Losing your job to a robot might not necessarily be all doom and gloom if governments revolutionise the way we can earn a crust.
That's the hope of social policy academic Professor Greg Marston, who wants Australia to join other nations in debating the merits of introducing a universal basic income to help with an expected surge in unemployment that the rise of robots may bring.
The University of Queensland academic and other proponents of the UBI, including Facebook founder Mark Zuckerberg and Tesla's Elon Musk, argue governments need policies that provide an economic floor for people who lose their jobs or are forced to work fewer hours as a result of greater automation.
Governments would pay all adults a basic salary of about $20,000 to cover their basic bills, but there would be no requirement to work.
Opponents argue the UBI would remove the incentive to work and spark income tax rate hikes.
Prof Marston admits a UBI isn't a perfect solution but notes that trials in Canada and Finland show most people still want to work.
"It's not a luxury income. People will still want to work," he told AAP ahead of a lecture on Monday to the University of NSW's social policy conference.
"But I don't think we are going to restore paid work to the extent to which it provided the livelihoods, security and meaning.
"So we are going to have to come up with other ways to do those things because the labour market doesn't do as good a job as it used to."
The Committee for Economic Development of Australia last year forecast that almost 40 per cent of jobs have a moderate to high chance of disappearing within 15 years.
Prof Marston said UBIs would allow governments to scrap many welfare payments and potentially open up opportunities for people to take advantage of the benefits of increased productivity that robots bring.
He envisages a world where work is no longer at the centre of our lives, with more time to pursue study, hobbies, start new businesses, learn new skills, and engage more in town hall-style politics.
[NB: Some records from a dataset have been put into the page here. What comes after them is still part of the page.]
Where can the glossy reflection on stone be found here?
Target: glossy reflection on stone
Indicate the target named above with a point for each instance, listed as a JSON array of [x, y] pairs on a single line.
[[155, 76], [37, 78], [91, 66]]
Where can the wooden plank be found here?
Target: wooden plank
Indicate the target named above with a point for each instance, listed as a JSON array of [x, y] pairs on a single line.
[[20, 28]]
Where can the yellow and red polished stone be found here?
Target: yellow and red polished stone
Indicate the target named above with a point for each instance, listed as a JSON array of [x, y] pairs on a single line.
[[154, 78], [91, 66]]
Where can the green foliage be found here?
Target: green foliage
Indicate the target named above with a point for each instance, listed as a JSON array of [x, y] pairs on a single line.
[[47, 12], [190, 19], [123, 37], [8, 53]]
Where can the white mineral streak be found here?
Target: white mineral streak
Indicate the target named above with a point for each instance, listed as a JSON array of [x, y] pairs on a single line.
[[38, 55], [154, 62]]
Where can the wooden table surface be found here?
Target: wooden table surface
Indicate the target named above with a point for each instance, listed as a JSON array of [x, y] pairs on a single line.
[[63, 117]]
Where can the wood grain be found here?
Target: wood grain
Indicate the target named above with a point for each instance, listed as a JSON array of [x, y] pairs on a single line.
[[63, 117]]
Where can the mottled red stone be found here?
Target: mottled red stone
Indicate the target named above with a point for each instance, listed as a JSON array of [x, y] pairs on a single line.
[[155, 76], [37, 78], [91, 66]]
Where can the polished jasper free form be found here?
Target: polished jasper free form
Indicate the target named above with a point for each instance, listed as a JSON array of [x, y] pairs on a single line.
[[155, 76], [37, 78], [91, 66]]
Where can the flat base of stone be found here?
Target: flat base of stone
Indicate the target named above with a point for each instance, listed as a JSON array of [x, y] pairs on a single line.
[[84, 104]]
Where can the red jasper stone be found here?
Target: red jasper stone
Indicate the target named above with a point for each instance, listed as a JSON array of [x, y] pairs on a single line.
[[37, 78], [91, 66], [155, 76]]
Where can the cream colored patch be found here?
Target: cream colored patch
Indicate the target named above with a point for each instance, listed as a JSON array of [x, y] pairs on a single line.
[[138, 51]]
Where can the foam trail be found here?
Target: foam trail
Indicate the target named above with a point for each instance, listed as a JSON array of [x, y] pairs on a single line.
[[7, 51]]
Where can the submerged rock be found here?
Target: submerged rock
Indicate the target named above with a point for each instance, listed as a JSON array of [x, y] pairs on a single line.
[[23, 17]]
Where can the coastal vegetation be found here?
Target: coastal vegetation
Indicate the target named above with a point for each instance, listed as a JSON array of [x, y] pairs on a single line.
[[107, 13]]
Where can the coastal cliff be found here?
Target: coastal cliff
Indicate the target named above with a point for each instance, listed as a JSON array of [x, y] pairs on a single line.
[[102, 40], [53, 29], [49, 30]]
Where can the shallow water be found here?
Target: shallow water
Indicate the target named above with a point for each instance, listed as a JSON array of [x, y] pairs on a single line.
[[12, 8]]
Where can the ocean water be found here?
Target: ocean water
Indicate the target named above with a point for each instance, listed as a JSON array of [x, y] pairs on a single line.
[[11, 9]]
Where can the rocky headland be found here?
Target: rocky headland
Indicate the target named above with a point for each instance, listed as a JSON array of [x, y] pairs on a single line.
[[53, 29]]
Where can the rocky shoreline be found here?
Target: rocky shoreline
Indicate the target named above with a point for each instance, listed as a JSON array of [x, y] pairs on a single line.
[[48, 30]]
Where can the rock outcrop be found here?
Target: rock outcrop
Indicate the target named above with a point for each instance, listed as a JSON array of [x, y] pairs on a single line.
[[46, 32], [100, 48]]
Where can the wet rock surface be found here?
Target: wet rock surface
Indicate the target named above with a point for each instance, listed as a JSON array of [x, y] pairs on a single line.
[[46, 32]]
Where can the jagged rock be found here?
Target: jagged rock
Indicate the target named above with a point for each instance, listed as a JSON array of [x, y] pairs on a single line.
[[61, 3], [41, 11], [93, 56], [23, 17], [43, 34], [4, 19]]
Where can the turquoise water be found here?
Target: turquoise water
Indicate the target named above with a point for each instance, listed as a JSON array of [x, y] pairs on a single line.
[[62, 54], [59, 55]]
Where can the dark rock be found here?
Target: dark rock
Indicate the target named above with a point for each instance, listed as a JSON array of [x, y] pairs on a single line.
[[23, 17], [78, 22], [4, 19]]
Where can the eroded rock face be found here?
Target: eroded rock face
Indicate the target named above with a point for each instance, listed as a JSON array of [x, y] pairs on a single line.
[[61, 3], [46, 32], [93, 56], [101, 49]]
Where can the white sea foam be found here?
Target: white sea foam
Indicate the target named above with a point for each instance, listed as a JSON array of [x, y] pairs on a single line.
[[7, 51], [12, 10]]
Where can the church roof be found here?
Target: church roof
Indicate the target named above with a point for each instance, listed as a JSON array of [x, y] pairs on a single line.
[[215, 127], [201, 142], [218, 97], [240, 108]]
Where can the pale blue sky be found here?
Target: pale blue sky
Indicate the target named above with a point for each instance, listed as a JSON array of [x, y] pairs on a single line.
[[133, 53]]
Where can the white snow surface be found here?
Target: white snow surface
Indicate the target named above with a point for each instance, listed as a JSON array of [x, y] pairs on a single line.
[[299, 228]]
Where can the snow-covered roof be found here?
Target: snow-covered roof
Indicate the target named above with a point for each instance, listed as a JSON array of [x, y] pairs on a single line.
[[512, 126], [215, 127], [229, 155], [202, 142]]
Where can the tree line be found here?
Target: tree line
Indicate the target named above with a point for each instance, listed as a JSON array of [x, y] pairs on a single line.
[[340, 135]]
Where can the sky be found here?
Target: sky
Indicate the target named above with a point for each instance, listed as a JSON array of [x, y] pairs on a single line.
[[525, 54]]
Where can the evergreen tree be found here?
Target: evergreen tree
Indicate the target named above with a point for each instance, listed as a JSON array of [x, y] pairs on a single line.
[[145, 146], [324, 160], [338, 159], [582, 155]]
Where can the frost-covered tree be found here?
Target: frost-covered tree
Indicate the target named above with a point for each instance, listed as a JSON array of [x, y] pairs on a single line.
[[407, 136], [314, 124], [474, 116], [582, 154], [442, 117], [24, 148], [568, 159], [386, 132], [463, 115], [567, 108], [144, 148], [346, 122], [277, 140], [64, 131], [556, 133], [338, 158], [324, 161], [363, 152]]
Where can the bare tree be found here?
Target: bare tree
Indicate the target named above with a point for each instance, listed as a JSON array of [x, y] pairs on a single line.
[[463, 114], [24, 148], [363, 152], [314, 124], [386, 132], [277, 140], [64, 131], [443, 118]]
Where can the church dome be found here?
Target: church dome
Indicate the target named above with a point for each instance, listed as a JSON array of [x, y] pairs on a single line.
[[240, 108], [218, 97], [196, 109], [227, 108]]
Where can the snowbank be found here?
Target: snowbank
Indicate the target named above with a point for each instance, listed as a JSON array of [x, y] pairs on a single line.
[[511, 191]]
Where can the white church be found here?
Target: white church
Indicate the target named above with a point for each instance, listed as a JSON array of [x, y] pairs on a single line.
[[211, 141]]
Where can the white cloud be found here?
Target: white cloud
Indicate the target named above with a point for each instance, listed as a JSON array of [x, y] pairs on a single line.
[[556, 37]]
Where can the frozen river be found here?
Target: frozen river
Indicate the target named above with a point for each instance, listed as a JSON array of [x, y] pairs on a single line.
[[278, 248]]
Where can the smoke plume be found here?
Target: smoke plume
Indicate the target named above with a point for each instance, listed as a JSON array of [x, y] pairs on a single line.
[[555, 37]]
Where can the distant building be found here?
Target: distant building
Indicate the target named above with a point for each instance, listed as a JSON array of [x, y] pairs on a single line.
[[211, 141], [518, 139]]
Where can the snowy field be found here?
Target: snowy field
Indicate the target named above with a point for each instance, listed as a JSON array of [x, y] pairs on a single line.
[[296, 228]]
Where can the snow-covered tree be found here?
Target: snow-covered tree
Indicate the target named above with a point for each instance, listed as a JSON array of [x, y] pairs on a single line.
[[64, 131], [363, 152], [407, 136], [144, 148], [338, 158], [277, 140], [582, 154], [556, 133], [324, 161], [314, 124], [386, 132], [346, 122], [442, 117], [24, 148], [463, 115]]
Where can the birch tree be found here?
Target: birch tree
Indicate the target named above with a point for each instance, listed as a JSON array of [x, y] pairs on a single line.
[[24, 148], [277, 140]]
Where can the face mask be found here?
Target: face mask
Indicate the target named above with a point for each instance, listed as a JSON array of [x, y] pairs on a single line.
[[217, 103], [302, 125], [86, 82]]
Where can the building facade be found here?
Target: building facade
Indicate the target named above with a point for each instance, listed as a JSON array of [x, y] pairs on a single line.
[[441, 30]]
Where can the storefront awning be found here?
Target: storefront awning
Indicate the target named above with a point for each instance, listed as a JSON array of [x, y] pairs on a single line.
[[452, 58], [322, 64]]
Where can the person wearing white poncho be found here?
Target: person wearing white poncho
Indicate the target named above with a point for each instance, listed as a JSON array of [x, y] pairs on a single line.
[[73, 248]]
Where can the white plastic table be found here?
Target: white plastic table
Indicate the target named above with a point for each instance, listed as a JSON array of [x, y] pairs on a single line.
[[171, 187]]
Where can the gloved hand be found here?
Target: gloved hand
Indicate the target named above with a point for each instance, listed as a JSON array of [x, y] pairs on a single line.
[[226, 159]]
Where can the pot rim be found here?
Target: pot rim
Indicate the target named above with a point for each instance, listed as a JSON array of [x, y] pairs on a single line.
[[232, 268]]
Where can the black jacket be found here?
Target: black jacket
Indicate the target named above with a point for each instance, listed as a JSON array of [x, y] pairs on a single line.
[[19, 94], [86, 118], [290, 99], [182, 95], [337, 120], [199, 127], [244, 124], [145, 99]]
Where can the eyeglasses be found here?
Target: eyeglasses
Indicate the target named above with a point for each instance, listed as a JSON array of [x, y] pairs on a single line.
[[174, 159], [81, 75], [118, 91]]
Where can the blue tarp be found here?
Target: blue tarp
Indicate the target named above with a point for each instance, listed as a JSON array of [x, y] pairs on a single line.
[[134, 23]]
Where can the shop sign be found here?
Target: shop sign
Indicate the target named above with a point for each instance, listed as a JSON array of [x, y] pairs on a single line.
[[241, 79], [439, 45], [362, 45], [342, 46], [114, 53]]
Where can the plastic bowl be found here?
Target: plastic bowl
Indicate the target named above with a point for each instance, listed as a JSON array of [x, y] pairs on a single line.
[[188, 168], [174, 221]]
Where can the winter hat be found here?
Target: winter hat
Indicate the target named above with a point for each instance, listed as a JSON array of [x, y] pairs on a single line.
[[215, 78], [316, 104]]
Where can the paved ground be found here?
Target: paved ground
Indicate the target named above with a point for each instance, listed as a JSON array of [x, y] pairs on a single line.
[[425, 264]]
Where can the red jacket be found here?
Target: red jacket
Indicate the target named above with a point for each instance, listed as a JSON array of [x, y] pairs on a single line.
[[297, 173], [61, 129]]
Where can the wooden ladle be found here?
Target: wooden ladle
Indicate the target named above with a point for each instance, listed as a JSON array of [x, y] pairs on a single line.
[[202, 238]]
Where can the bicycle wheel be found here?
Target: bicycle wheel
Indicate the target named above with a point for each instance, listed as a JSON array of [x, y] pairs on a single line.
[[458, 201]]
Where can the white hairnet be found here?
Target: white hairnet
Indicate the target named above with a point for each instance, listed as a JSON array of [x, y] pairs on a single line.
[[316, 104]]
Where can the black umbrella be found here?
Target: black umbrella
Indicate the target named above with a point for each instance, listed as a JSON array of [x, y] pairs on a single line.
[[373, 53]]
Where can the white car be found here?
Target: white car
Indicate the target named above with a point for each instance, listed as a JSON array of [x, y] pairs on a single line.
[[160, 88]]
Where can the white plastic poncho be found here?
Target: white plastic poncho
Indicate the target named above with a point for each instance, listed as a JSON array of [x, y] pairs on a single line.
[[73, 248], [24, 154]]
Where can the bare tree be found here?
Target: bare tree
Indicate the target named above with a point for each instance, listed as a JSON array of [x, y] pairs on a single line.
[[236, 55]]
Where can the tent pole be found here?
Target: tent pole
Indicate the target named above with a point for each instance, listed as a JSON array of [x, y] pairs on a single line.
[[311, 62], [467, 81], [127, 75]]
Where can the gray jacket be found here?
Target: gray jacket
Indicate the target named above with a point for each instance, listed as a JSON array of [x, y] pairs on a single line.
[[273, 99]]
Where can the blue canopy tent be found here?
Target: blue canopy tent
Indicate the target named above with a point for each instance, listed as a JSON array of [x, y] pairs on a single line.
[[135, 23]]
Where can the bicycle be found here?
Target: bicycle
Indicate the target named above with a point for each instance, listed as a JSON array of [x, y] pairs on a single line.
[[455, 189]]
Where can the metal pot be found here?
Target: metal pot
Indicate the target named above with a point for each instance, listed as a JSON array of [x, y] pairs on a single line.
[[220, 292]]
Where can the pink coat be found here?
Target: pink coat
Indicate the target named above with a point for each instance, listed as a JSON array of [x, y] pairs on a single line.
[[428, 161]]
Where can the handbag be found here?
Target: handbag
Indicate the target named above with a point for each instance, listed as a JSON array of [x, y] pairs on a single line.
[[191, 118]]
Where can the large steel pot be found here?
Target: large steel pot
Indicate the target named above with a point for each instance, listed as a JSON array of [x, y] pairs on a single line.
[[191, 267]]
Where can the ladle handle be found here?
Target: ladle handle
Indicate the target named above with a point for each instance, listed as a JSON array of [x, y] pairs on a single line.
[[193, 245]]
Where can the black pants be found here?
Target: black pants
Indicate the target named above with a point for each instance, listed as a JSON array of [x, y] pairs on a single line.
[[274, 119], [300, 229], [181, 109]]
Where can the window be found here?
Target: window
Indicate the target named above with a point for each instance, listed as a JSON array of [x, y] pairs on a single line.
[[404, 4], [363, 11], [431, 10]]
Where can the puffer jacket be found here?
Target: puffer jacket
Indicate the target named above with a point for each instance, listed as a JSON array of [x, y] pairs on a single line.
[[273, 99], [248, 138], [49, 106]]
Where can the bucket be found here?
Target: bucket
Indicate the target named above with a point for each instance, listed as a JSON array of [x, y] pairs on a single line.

But he acknowledges a UBI would be expensive, costing up to $340 billion a year - about double the $192 billion the government expects to spend on social security and welfare in 2016/17.
Prof Marston suggests Australia could start small by trialling a UBI among young people so teething issues could be identified before a rollout to all adults.
"The labour market is going to change anyway so we need to find forms of payment that are going to recognise that and allow people to engage in more forms of work as automation increases," he said.
"Lots of the routine stuff probably shouldn't be done by us anyway, so there's a kind of liberating component to automation, but the key is that society has to manage it well."